Near the end of the first quarter of the College Football Playoff national championship game, ESPN showed a blast from Clemson coach Dabo Swinney's past: His picture from a time when he was out of football and selling commercial real estate.
After the firing of Alabama head coach Mike DuBose in 2000 and a subsequent NCAA investigation into the Tide's recruitment of Albert Means, Swinney was out of a job and close to the shadow of wrongdoing. And when former Alabama strength coach Rich Wingo, who had started a commercial real estate firm building shopping centers after leaving football, came calling months into Swinney's unemployment, the young coach found himself persuaded to hang a shingle.
Swinney explained his thinking in a radio interview in 2015.
"And so my wife and I, at the time I had a three-year-old and a two-year-old, it had been a difficult time and I just decided, I’m going to take this season off and kind of regroup and really spend some time with my boys," he said. "Really had no intentions of getting out of coaching but Rich Wingo, who was my first strength coach at the University of Alabama and a former great player at Alabama, and he was like, 'Hey, what are you going to do this fall?' And I said, 'Well, I’m probably going to be out and try to get back in after the season.' And so he talks me into coming an working with him and so for the next two years I was in real estate development and learned a lot, traveled the country, learned new things with this company I was with, met a lot of new people and had great success doing something outside of coaching."
It was that time, Swinney said, that turned him into the coach he is today.
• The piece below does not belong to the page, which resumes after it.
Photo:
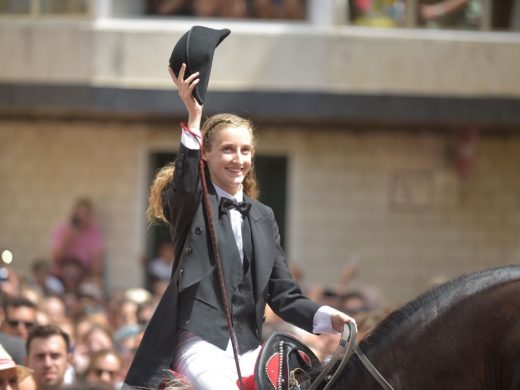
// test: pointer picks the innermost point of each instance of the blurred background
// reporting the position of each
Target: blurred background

"But the best thing is it really made me a better coach and it really gave me an appreciation that I didn’t have, I don’t think," he said. "I always thought I was a good coach and loved what I did, I always loved what I did, but I just think that the passion for coaching and teaching and impacting people’s lives, I just couldn’t find anything to fill that void. Even though I was working a 9-to-5 job, at home on the weekends, and I was making more money than I had ever made – we didn’t make any money when I was an assistant at Alabama -but that’s not why I got into coaching. When I got an opportunity, Tommy Bowden called me and asked if I was interested in getting back into coaching. I said, 'Heck, yeah.' I was really fortunate to get an opportunity. I went to Clemson in the spring of ’03 and five-and-a-half years later I’m the interim head coach. Just lucky enough to get the job, right place, right time. Players bought in and six years later we’ve built a great foundation, so it’s been quite a journey."
By all accounts, Swinney had success in the field, possibly partly due to earning an MBA during his time at Alabama. Clemson fans are probably just as happy that he did eventually get wooed back to the coaching ranks, however.